Kami sampai di dermaga. Dia mengencingi dirinya sendiri.
“Dua… dua puluh tujuh.”
“Kerjamu?”
“Aku mahasiswa… manajemen kehutanan.”
“Kehutanan ya? Kenapa? Supaya kau bisa memperlakukan lingkungan dengan cara yang sama? Hanya memikirkan diri sendiri, tidak peduli dengan kesejahteraan orang lain? Aku tidak terkejut. Seluruh generasimu berpikir dengan cara yang sama. Kalian orang yang egois. Kau bilang kau punya anak. Berapa umurnya?”
Dia menelan ludah.
“Lima tahun,” katanya, hampir menangis.
“Anakmu pasti tidak tahu kalau sebentar lagi dia akan jadi yatim piatu, kasihan sekali.”
Dia menangis. Ia berlutut dan menutupi wajahnya dengan kedua tangannya. Aku melarangnya berteriak dan menyuruhnya merangkak menyeberangi dermaga. Aku mengambil seutas tali dan mengikat kedua tangannya ke sebuah tiang di salah satu sisinya. Aku sedikit kikuk membuat simpul, aku tidak punya banyak pengalaman dengan tali, tapi itu tidak masalah. Ingus mengalir di bibirnya.

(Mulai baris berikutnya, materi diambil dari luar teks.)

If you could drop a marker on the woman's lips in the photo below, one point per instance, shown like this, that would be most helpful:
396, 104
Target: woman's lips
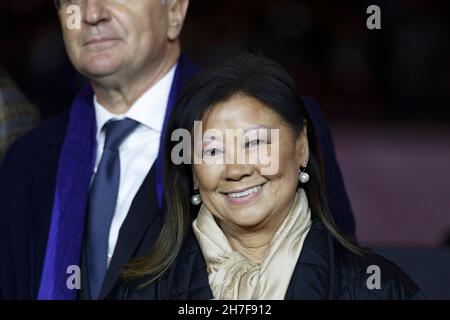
245, 196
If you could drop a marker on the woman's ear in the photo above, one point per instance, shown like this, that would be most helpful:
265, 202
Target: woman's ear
194, 178
302, 147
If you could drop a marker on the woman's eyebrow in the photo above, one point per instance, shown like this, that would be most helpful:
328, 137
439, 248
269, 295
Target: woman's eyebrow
257, 127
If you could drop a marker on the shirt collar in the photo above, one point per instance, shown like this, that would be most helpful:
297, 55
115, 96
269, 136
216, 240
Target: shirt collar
149, 110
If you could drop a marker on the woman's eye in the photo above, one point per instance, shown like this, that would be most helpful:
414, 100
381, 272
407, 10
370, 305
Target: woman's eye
211, 152
253, 143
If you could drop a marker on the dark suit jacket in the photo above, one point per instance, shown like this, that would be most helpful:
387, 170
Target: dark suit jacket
324, 270
27, 185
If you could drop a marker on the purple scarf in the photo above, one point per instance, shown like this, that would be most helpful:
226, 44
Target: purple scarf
75, 169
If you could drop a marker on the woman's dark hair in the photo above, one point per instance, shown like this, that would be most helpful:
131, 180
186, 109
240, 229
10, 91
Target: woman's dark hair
244, 74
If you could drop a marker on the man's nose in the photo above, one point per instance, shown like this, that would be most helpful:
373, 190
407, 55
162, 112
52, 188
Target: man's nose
96, 11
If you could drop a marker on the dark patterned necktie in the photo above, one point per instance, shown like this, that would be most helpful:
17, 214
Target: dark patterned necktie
102, 202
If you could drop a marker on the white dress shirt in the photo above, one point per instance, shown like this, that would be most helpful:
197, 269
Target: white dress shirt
138, 151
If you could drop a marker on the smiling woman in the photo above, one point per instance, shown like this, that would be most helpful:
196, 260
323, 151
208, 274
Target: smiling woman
255, 235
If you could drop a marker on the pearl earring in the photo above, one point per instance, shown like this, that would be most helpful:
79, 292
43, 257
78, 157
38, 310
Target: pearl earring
303, 177
196, 199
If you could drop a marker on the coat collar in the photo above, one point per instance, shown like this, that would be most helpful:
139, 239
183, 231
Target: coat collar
313, 277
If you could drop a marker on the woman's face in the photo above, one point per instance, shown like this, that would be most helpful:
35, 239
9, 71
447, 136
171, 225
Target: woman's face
243, 195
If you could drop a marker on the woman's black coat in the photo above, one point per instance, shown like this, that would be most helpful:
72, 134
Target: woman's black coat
325, 270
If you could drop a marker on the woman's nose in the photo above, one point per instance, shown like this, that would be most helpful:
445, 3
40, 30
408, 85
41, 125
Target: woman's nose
237, 171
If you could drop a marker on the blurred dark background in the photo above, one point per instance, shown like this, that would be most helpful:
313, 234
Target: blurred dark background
386, 93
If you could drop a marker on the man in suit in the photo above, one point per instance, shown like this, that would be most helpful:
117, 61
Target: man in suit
86, 188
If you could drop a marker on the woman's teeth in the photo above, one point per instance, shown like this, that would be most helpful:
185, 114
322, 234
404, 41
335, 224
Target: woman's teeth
245, 193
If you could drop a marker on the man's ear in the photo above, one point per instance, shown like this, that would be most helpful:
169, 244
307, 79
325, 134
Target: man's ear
177, 10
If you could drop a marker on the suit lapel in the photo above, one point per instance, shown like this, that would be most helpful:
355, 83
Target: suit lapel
134, 238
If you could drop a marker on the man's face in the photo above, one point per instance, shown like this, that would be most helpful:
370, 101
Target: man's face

Aku kembali ke mobil, yang masih memiliki kunci kontak. Aku lepaskan rem tangan dan mendorongnya ke tepi landasan kayu yang rapuh, sedikit berderit. Ujungnya terlihat miring, dua puluh atau dua puluh lima derajat.
“Tolong, aku akan bayar berapa pun yang kau inginkan, aku akan berikan kompensasi. Aku mohon.”
Aku hantam wajahnya lagi. Saat itulah dermaga itu ambruk dan runtuh. Dermaga itu menggantung di bagian sungai yang dangkal, sehingga mobil itu jatuh di atas bebatuan dan sampah dengan suara benturan yang memekakkan telinga. Sekelompok tikus berlari keluar dari dalam bayang-bayang. Alarm mulai berbunyi.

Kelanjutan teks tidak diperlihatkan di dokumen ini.